FairSearch.org members include traditional competitors such as Expedia, Kayak, Hotwire, Travelocity and Sabre, in addition to Microsoft, whose Bing search engine competes with Google. What unites the travel companies is the fear that Google could choose to place search results from its highest-paying advertisers above consumer-centric organic search results.

"The concern is whether Google would charge airlines and OTAs to present their links," Harteveldt said. "If, for example, an airline or OTA had to pay Google-ITA a fee for its website to be listed in that flight’s organic results, I see trouble brewing."

He called only one approach "acceptable," and that is "for all bona fide sellers’ websites to be presented within a flight search’s organic results without change to the airline or to the OTA."

Google: 'No plans for direct booking'

However, Lenati LLC consultant Jonathan Alford said that steering consumers toward particular suppliers was what some of the OTA business models are based on already.

"There’s no precedent to block Google-ITA for this, unless you’re also going to change the entire merchandising world — for example, telling Walmart or Safeway they can’t accept slotting fees from Procter & Gamble," he said.

Google insists that it has no interest in transactional services such as selling airline tickets or making reservations. Rather, the search engine claims it wants to provide its users easy access to airline flight and pricing data and to give online travel agencies the ability to bid on the sale of tickets to Google users looking to buy.

"We do not have any plans to sell or book tickets directly," Google spokesman Adam Kovacevich told Travel Weekly. "Rather, our goal is to send more traffic to sites where consumers can book flights."

Google also denies allegations that the deal would reduce choice for consumers or increase costs.

Marissa Mayer, Google’s vice president for search products and user experience, said: "ITA and Google are not competitors. In addition, ITA does not set ticket prices nor sell tickets but merely analyzes data about seat availability and fares, which are set by airlines, and provides that analysis to its websites. So it’s hard to see why it would result in higher prices.
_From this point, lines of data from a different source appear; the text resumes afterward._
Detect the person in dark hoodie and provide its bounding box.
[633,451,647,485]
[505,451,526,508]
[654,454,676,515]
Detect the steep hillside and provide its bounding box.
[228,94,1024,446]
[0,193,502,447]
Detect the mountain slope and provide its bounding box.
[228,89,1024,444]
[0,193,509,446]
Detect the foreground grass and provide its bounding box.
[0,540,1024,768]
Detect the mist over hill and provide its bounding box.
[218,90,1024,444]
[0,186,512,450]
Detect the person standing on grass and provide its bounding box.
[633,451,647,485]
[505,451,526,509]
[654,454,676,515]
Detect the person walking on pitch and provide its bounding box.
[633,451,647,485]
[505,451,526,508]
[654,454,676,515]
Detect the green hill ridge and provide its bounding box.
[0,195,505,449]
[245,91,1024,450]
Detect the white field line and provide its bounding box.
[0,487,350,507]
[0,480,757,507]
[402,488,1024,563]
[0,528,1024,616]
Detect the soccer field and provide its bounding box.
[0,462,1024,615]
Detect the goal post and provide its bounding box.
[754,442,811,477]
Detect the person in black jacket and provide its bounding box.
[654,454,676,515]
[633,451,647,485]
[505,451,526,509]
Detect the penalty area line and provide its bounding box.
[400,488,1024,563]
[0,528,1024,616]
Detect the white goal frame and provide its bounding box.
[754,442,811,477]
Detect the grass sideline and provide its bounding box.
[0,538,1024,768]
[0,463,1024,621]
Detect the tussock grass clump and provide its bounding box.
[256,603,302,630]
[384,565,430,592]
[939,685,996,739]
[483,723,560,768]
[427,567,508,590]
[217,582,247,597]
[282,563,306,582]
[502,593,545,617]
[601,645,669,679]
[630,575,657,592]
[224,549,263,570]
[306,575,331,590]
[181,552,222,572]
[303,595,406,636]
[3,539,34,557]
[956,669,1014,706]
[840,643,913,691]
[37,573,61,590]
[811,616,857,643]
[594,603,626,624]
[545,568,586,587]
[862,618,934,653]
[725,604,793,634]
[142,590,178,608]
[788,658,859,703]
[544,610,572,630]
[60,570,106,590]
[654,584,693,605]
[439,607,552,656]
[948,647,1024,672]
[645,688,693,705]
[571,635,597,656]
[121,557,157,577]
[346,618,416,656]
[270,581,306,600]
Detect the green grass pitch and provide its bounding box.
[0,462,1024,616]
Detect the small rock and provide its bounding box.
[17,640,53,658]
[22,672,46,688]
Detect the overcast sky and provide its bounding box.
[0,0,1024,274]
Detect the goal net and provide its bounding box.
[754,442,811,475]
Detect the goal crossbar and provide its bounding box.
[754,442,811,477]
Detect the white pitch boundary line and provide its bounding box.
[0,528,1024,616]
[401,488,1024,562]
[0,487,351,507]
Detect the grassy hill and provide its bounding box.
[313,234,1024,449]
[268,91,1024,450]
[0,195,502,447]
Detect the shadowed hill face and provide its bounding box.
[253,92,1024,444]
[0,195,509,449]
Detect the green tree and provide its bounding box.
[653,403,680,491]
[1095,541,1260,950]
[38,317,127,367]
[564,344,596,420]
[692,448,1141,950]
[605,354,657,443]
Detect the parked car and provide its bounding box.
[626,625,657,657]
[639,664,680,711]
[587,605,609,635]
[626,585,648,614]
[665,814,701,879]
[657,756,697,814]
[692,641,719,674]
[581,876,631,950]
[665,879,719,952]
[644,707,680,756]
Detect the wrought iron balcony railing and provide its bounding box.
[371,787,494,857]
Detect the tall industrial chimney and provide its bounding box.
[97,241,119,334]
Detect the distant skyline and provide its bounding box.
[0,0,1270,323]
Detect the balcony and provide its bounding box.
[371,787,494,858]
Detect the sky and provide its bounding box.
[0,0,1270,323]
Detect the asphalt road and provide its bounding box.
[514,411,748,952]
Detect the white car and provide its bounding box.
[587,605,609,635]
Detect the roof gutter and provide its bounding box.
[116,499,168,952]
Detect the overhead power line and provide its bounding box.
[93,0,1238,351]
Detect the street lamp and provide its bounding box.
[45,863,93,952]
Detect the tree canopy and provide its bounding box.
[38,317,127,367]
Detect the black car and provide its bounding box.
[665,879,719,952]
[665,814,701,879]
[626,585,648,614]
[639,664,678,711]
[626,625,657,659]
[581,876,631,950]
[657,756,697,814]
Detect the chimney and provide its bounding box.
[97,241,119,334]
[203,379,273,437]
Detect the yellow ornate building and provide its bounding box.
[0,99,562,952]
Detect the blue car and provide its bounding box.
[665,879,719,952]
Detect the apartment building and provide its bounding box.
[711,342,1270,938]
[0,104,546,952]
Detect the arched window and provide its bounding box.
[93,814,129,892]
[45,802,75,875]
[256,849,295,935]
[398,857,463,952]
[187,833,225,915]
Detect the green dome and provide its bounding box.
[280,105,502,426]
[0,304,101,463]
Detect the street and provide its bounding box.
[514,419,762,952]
In fact, by acquiring ITA we hope to build flight comparison tools that make it easier for users to compare prices and find the best possible deal."

Google said the acquisition would create more overall online sales for airlines and travel agencies.

"Our goal is to build tools that drive more traffic to airline and online travel agency sites where customers can buy tickets," Mayer said. "We also believe that giving users better ways to search for flights online will encourage more users to make their flight purchases online."

Industry pundits suggest that metasearch service providers such as Kayak will be the main losers if Google provides the same dynamic pricing on various travel products in its search.

Meanwhile, Jake Fuller, PhoCusWright’s senior research analyst for finance and analytics, said the deal represented an “indirect threat” to online travel agents because improved air search capabilities would likely shift organic traffic from the OTAs to Google.

"Also, buying a now highly qualified lead from Google would likely cost less than the GDS fee and override commissions that are incurred for a ticket sold through the OTA," Fuller said.

Timothy O’Neil-Dunne, managing partner of T2Impact Ltd., believes Google has its eye on the GDSs.

If so, this is where brick-and-mortar agencies could feel the most impact from the acquisition of ITA.

The travel agency community needs to become independent of the GDSs, O’Neil-Dunne said, reasoning that if "Google is targeting the GDSs, … those that depend on the GDSs must change or die [because the] GDSs’ revenue stream to agencies will decline."

And unlike Google, O’Neil-Dunne added, GDSs do not provide personalized data about the customer of the airline.

Chicke Fitzgerald, CEO of Solutionz Holdings, a consulting firm focused on reinventing status quo technologies and business models for the travel, mapping, geo-content and navigation business, agrees that if Google is allowed to step directly into the travel value chain, the deal will have a "major impact" on both online and offline travel agencies’ transaction volume for air ticket sales.

The Department of Justice is currently reviewing the $750 million deal.